How Are IP Addresses Assigned?
Networks that support TCP/IP can make address assignments via one of two methods: static or dynamic assignment. A static IP address assignment means that a given computer host or device will always have the same IP address whenever connecting to the local network. If the address is changed every time the device connects to the network it is dynamic. In a static configuration, the network administrator is required to manually make IP address assignments and is difficult to scale for large networks. If dynamic assignment is used, the network admin setups up the DHCP (Dynamic Host Configuration Protocol) to automatically assign the addresses on the network. Typically, static address assignments will be used for servers on an enterprise network while DHCP will be used to support client computing devices. DHCP was created and deployed in order to extend the useful life of the finite IPv4 32 bit address space (approximately 4,294,967,296 unique addresses). The IPv6 protocol uses a 128 bit wide address space and supports a much larger pool of IP addresses.
How Does Dynamic IP Address Assignment Work?
Most computer networks will configure one or many computers as a DHCP server. Network clients are then configured by administrator(s) to request an IP address assignment when connecting to the network from the DHCP server. All assignments made by the server are from the predetermined IP address range and are dynamic in nature (i.e. the same computer host will not necessarily receive the same IP address on subsequent connections to the network). Some of the methods used to manage the client IP address assignment include: Gateway addresses, DNS and WINS servers, Static IP Addresses, and TCP/IP configuration parameters.

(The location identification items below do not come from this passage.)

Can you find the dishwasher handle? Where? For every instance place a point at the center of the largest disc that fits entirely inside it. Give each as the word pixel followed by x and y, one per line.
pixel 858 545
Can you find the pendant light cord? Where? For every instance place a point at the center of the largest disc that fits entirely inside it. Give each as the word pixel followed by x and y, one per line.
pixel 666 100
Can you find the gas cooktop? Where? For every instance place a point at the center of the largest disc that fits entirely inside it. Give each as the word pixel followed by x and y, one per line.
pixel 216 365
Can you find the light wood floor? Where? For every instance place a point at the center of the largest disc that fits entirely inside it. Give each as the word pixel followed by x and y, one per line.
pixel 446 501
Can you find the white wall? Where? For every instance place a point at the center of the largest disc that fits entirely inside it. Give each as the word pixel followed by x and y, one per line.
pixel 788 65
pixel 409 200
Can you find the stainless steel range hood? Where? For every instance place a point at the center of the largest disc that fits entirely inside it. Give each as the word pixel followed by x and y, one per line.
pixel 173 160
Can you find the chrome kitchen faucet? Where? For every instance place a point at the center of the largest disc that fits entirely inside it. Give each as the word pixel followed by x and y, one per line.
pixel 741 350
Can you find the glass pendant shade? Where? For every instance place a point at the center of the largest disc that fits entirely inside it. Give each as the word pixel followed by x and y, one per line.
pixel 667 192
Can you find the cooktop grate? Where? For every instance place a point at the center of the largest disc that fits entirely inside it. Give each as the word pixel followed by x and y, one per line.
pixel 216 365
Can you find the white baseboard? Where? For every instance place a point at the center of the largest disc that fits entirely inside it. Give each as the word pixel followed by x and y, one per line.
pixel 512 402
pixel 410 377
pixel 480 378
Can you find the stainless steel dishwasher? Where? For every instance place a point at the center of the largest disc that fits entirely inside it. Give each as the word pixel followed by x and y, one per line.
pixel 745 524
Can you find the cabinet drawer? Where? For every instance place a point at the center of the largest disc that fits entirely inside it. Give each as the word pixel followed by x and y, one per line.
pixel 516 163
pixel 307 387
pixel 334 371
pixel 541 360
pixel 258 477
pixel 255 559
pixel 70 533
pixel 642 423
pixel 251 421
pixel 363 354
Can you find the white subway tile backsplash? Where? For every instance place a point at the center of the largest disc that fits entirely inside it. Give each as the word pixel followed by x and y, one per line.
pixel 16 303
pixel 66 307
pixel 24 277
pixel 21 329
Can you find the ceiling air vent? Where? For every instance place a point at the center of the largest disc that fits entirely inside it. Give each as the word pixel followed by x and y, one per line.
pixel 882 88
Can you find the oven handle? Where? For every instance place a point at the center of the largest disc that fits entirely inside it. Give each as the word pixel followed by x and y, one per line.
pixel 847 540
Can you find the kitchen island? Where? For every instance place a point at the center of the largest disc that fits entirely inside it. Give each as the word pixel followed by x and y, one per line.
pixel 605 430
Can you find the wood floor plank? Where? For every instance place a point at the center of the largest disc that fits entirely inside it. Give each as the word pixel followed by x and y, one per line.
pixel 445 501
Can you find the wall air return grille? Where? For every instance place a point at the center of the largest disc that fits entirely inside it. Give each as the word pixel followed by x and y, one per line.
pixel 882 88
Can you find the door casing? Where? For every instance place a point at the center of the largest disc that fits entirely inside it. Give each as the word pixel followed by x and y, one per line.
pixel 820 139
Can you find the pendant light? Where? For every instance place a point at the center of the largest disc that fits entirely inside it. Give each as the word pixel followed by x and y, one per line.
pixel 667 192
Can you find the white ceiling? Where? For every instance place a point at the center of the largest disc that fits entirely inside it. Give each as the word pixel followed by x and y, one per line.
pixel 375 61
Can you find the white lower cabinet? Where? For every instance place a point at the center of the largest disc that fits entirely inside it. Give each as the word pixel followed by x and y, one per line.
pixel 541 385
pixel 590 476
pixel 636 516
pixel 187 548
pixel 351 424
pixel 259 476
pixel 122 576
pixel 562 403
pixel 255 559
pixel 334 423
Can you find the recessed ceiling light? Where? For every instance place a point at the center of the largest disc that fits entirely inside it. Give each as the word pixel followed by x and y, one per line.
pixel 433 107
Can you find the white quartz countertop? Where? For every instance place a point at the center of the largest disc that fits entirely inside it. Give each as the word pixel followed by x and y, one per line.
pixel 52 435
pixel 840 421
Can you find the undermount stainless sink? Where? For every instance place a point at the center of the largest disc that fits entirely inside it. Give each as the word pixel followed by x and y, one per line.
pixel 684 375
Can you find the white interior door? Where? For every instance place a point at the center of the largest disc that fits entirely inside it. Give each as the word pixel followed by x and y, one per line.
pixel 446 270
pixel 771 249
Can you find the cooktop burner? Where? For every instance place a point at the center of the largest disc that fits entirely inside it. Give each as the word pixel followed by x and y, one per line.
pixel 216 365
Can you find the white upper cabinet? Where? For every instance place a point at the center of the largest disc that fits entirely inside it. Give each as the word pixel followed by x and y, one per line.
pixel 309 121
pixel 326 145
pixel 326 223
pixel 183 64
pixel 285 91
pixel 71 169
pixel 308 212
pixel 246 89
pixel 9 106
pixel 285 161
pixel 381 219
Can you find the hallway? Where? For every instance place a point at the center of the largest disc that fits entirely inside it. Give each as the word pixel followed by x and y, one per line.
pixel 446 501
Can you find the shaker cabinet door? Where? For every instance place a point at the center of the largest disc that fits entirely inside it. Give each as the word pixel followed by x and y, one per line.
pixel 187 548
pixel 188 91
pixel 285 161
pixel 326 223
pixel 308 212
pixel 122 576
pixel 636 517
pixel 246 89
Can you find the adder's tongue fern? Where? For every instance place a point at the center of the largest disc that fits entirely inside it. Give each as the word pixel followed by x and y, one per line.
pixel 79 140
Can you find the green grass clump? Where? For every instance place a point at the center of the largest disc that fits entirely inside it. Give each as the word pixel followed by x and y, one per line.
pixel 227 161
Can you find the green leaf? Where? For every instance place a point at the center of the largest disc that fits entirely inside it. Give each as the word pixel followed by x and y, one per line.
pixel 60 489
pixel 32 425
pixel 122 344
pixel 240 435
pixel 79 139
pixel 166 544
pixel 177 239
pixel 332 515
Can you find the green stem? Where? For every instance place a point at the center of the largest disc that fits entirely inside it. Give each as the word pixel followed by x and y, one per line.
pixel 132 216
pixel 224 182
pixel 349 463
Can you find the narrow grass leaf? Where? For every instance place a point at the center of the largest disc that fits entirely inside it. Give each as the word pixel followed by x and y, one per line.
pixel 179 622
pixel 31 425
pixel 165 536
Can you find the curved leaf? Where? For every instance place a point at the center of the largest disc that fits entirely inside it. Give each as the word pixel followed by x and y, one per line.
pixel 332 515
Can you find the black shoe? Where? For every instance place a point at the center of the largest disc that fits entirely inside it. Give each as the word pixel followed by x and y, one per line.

The static IP address assignment is used in DHCP for the DHCP server and for other important network nodes to include DNS servers and domain controllers. Automatic private IP addressing (APIPA) can be used as an alternative to DHCP servers on smaller networks. This method is commonly used when a computer host is commonly used on more than one small network.
What is IPv6?
Internet Protocol version 6 is the most current version of IP (Internet Protocol) and was developed by the IETF (Internet Engineering Task Force). Although it has been in use for more than a decade, the majority of local and public Internet use continues to leverage IPv4 at the time of this writing. The protocol was created to address a number of the shortcomings inherent in IPv4 to include the finite address space. By using a 128 bit address space, IPv6 supports a much larger address space to the point that they are unlikely to run out if Internet and network use continues as we know it today. IPv6 addresses are displayed using eight groupings of four hexadecimal digits that are separated by colons. For example: 3ffe:1900:4545:3:200:f8ff:fe21:67cf
In the IPv6 construct, leading zeros can be omitted in each field (for example :0003 can be expressed as :3). Additionally, two colons in a row, ::, can be used to replace multiple zero fields.
Although adoption of IPv6 has seen acceleration over the past several years, both industry and consumers continue to slowly adopt the technology. The primary barrier to adoption continues to be cost of new equipment (at both the ISP and end-user level) and the fact that IPv4 continues to function satisfactorily.